Farther north and inland from Cape Town, Amanzimtoti lies amid the areas dominated by the Zulu people. The Zulu are tall, expressive, soft spoken and musical. They sing in four-part harmony as they work. They are very open and loving to visitors and were willing to share their needs with me. The climate is hotter there and AIDS is even more prevalent than in Cape Town. Hundreds of children are “etete,” or AIDS orphans. They sleep in their homes (mud huts) at night and go to day care centers set up in each village. Pro-life doctors have set up these centers where the children receive instruction, food and clothing before returning to their homes. According to Zulu custom they must sleep in their home to preserve their inheritance. Nothing can match the joy of these children when a visitor comes, and perhaps brings some candy.

I surveyed women in different regions of South Africa, Cape, East Coast, West Coast, Central Inland, and Northern Inland and generally noted the same results in all. The women of South Africa are proud of their heritage. They are proud people and it is a little hard to get them to talk about their “needs.” They cherish their children, fear for their health and want more of them. They consider it a “shame” to be an “empty woman.” In general, the women on the lowest rung of the economic ladder are the least interested in limiting their children. They are the most interested in true health issues such as clean water, preventive medicine and treatment and prevention of AIDS. Also in general, these are the women who the US has offered contraception to rather than medicine for their children.

What They Need and Want

I would challenge those who purport to know the needs of the “women of the Third World” to go there and live among these women, stay in houses they live in, eat the same food and get to know them as I did.
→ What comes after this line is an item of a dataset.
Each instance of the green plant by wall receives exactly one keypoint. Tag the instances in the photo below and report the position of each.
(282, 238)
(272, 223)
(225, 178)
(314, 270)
Really talk to them! I think it would be an enlightening experience. I wish the members of our Congress could have even a small snapshot view of Africa and her people, mainly the women, before they vote money for family planning rather than medicine. I am sure they would not be so blind and the “dark continent” would not be so dark as we erased our ignorance.

Pat McEwen is the ministry coordinator for Life coalition International in Melbourne, Florida. She recently conducted a survey of the health needs of South African women and families on behalf of Population Research Institute.